Intracranial epidermoid cyst
Intracranial epidermoid cysts develop in the early embryonic phases. The cysts develop when epithelial cells are confined with cells that form the brain.[2]
Signs and symptoms
Review of past cases, patients often do not exhibit many symptoms or obtain a diagnosis until they are around 20 to 40 years old. If the patient does show symptoms, it is most likely due to pressure from growth of the tumor. Depending on which part the epidermoid is pressing against can result in varying symptoms.
- Headaches – often worse in the morning or by changing positions; can be constant and become more severe or more frequent; not your typical headache
- Vision problems like blurred vision, double vision, or loss of peripheral vision, including hemianopia [new reference]
- Loss of sensation or movement in the arms, legs, or face
- Dizziness or difficulty with balance and walking, unsteadiness, vertigo
- Speech difficulties
- Confusion in everyday matters or disorientation
- Seizures, especially in someone who hasn’t had seizures before
- Hearing loss or buzzing or ringing in the ear
- Swallowing or speech difficulty
- Fatigue or sleepiness especially in children
Cause
These tumors arise when epidermal cells become trapped during neural tube closure. This occurs between the 3rd to 5th week of fetal development.
Pathophysiology
The chances of intracranial epidermoids is about 1% of all brain tumors. This benign tumor of the brain is made up of normal skin cells (stratified epithelial lining) on the outside, and fatty acids and keratin are on the inside of the tumor or sac. Only the sticky outer membrane is alive thus sticking to brain tissues and nerves.

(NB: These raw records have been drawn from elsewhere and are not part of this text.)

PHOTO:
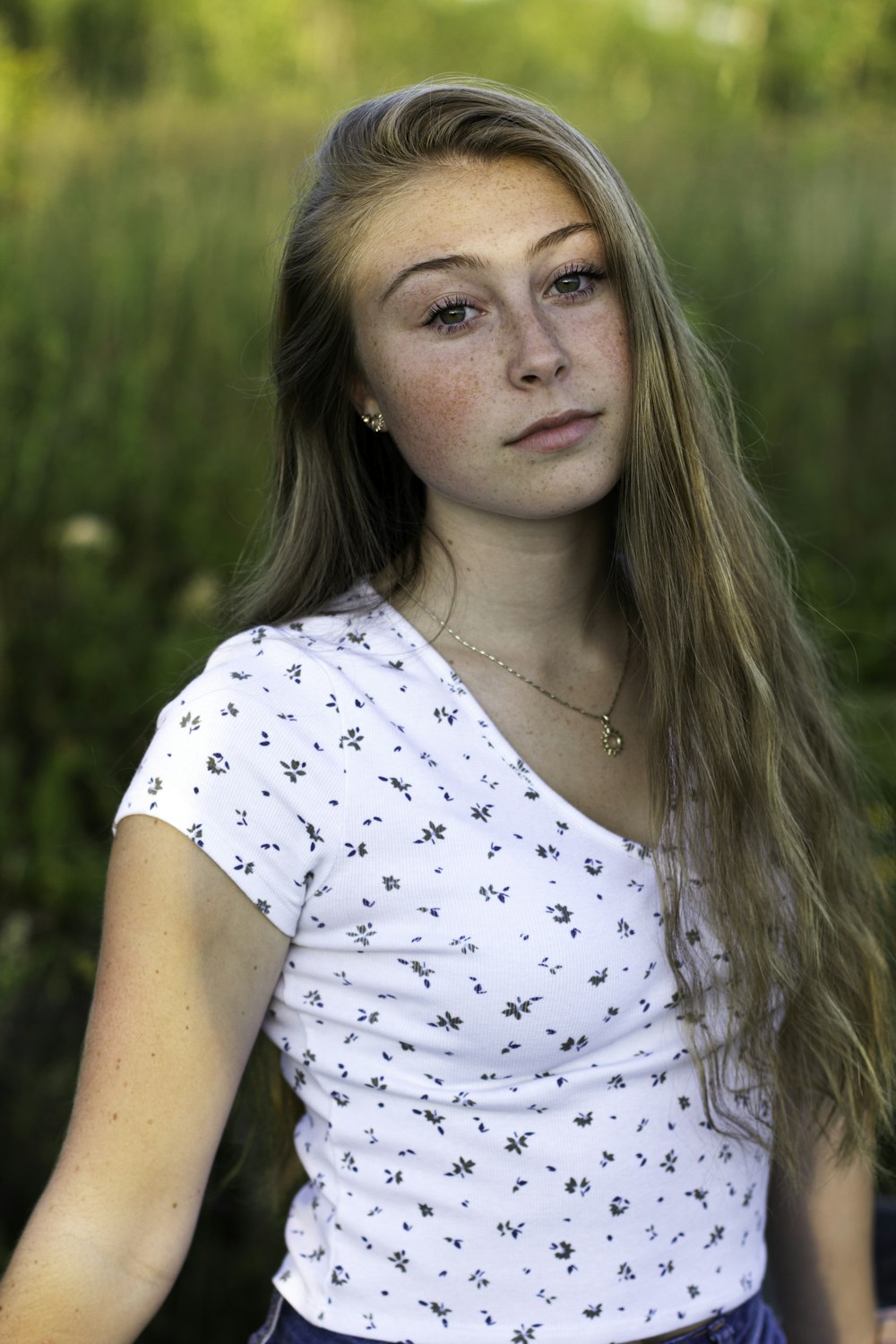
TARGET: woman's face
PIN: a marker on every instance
(481, 309)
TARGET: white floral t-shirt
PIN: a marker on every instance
(503, 1134)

Epidermoid tumors strongly adhere to the brain stem or cranial nerves. Often the lining of the tumor connected to the brain stem or parts difficult to "peel" away are left behind leaving residual tumor after surgery, this can contribute to the risk of regrowth.
About 40% of these cysts originate in the cerebellopontine angle.[3]
Diagnosis
Magnetic resonance imaging (MRI) and computed tomography (CT) brain scans can be used to identify these tumors.
Treatment
Treatment to remove these tumors always involve radical surgery. The reported recurrence rate for a subtotal removal is 30% after a mean interval period of 8.1 years.[4] Surgery is the primary treatment for removal of the brain tumor. Use of an endoscope may assist on obtaining a more complete surgical removal from hidden recesses.[5]
It has been seen that a few patients have tumors that grow unusually fast, especially after surgery. After surgery it is highly suggested the patients get quarterly MRI's to monitor their tumors or as per neurosurgeons/neurologists order. If monitoring the tumor, it is suggested to use the same facility for each scan. Using different facilities can result in minor variations in the scan which can result in false measurements of the brain tumor.
Intracranial epidermoid tumors are slow growing lesions, which may recur after incomplete removal during surgery, although it will most likely take many years. These slow growing benign brain tumors envelop nerves and arteries rather than displacing them.
References
- "MikeVsEpidermoid". MikeVsEpidermoid. Michael Lin.
- "Epidermoid brain cyst | Genetic and Rare Diseases Information Center (GARD) – an NCATS Program". rarediseases.info.nih.gov. Retrieved 13 July 2019.
- Chen, C.-Y.; Wong, J.-S.; Hsieh, S.-C.; Chu, J.-S.; Chan, W. P. (1 February 2006). "Intracranial Epidermoid Cyst with Hemorrhage: MR Imaging Findings". American Journal of Neuroradiology. 27 (2): 427–429.
- "Worsening vertigo and unsteadiness in an adult". Postgraduate Medical Journal. Ncbi.nlm.nih.gov. 82 (963): e2. 2015-04-20. PMC 2563718.
- Dhandapani, S (2020). "Supracerebellar Infratentorial Endoscopy for Quadrigeminal Cistern Epidermoid". Neurol India. 68 (6): 1307–1309. doi:10.4103/0028-3886.304077. PMID 33342858.
[new reference] Mtanda AT; Cruysberg JRM; Merx JL; Thyssen HOM (1986). “The Ocular presentation of intracranial epidermoid tumors. A review of 37 cases from the literature with personal observations in one new patient”. Neuro-ophthalmology. 6(4): 223–230. doi:10.3109/01658108609034219.